There are concerns that the government’s communications team does not comprehend the scale and speed at which rumours spread on WhatsApp, making it hard for it to respond to unsourced and potentially damaging health claims or quarantine advice before it has become accepted as fact by large numbers of people.

“Not only is this a global health crisis, it’s the first global health crisis in the age of social media,” said the shadow health secretary, Jon Ashworth, who called for closer cooperation between tech firms and government officials. “There’s a huge responsibility on social media firms and governments to ensure fake news does not spread rapidly,” he said.

“This all comes back to the growing anxiety about the mixed messages coming from government. We need a widespread government advertising campaign across social media, across TV and radio, and we should have a leaflet going through every single door in the land.”

More traditional social networks such as Facebook and search engines such as Google have made substantial efforts to crack down on coronavirus misinformation, but messages on WhatsApp are encrypted and untraced, which means claims can be viewed by tens of millions of people without being fact-checked by authorities or news organisations.

It is relatively easy for a Facebook moderator to remove a public post that breaks the services rules, but the encryption WhatsApp uses means that no one other than those involved in a conversation can see the material shared and relies on individuals self-policing their conversations.

Among the messages that anecdotally appear to have circulated widely include photographs claiming to show military convoys moving toward London. Those forwarding the message apparently did not notice that the vehicles were driving on the right-hand side of the road.

Other messages have adopted a traditional chain-letter claim of being from a friend-of-a-friend who works in an unspecified hospital or government department, and provide unsourced claims about the benefit of drinking certain hot drinks to kill the virus, constantly gargling water to cure the infection, or taking medicines yet to be formally linked to any treatment for Covid-19. More outlandish false claims suggest the virus was created in a Chinese laboratory and spread from an aircraft over Europe.

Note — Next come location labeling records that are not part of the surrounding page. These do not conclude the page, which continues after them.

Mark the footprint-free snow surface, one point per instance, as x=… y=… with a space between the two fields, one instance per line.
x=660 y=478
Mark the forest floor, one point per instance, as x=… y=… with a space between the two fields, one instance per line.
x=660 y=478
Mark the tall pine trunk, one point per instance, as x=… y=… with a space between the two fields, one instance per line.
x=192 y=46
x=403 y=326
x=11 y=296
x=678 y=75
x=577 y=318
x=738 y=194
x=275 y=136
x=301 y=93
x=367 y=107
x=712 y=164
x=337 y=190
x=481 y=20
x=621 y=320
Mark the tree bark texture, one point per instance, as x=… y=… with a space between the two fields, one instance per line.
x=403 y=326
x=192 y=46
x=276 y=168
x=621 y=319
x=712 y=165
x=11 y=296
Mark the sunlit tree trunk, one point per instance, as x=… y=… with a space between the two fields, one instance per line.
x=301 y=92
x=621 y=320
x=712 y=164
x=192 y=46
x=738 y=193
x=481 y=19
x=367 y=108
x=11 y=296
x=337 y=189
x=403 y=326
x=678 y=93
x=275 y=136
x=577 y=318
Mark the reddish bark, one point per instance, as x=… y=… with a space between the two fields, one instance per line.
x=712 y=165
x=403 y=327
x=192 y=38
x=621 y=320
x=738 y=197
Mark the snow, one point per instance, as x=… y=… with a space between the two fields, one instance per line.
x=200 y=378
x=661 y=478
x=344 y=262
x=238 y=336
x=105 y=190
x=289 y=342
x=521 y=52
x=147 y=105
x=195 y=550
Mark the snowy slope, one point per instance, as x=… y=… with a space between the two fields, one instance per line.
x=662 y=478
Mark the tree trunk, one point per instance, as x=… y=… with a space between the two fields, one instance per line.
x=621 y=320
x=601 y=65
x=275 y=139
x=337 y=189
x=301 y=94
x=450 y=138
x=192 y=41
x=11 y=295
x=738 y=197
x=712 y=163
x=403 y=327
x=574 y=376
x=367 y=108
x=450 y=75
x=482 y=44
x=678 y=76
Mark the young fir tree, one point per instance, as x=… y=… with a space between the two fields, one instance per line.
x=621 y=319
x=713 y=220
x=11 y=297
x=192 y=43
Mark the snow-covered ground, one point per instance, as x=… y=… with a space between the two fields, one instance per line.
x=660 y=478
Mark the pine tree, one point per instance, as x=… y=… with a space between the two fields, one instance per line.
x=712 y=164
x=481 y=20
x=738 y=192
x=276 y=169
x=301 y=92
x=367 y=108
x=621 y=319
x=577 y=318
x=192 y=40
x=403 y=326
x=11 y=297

Nor do WhatsApp messages show the original source or author of the information, while also gaining from the fact that people are more likely to trust information sent to them by close friends and family.

At the same time, however, the service has become invaluable for many organising community responses. There are reports the British army is planning to break with tradition and use WhatsApp to issue orders to soldiers during the outbreak.

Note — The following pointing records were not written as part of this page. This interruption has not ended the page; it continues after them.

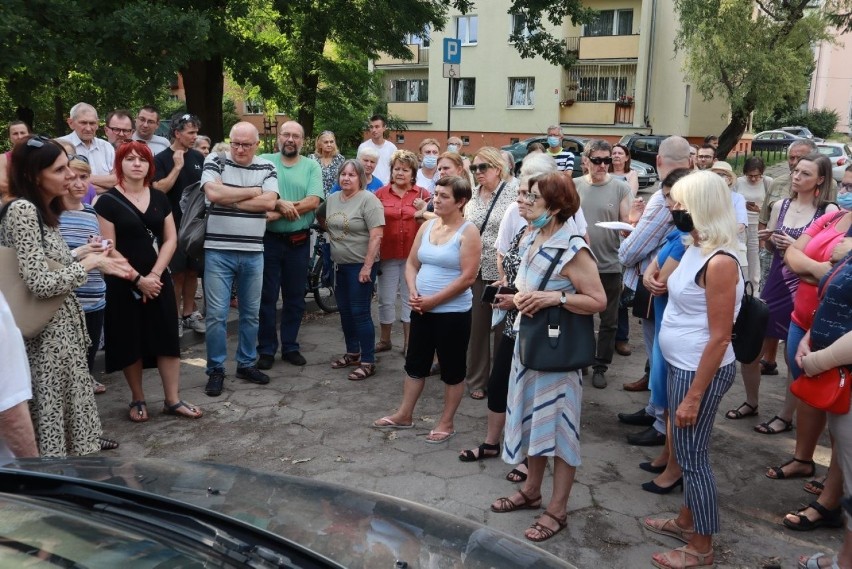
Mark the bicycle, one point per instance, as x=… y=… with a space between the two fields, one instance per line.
x=320 y=281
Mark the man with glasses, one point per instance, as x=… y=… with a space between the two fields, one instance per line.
x=118 y=126
x=604 y=198
x=83 y=120
x=242 y=189
x=286 y=247
x=175 y=169
x=147 y=123
x=705 y=157
x=385 y=148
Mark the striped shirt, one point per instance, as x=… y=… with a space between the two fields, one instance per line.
x=76 y=226
x=230 y=229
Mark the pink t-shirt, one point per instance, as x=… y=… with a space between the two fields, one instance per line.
x=824 y=237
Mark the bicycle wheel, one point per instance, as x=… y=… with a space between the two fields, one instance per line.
x=323 y=295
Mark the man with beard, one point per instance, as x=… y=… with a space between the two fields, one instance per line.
x=286 y=247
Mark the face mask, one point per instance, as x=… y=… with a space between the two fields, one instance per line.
x=683 y=220
x=541 y=220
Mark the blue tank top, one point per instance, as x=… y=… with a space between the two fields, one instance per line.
x=439 y=266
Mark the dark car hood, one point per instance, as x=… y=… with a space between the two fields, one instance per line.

WhatsApp has also turned into a place to share humour in dark times, with videos of self-isolating Italians holding impromptu singalongs circulating along with upbeat memes and videos.

The trope of a poorly sourced WhatsApp message about the government’s supposedly secret plans has become so widespread that it is creating its own genre of comedy, as people mock some of the wilder claims that are circulating.

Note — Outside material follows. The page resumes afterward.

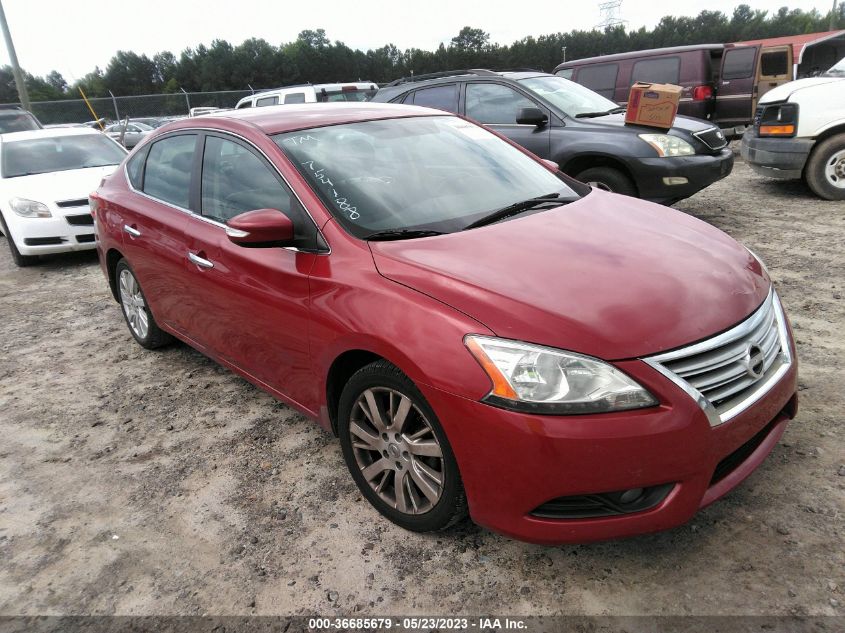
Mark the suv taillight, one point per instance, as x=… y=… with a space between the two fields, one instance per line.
x=702 y=93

One unsourced audio clip that was shared widely on WhatsApp on Friday jokingly claimed that an individual’s “sister’s boyfriend’s brother” was working on a top secret government project to cook a giant lasagne the size of a football pitch to feed the whole of London: “They’re putting the underground heating at Wembley on, that’s going to bake the lasagne, and then they’re putting the roof across and that’s going to recreate the oven, and then what they’re going to do is lift it up with drones and cut off little portions and drop it off to people’s houses.”

The Football Association said it was aware of the message but confirmed that as yet there were no plans to turn England’s national football stadium into a giant lasagne oven. “I’d be the first one there if it was true,” said a spokesperson.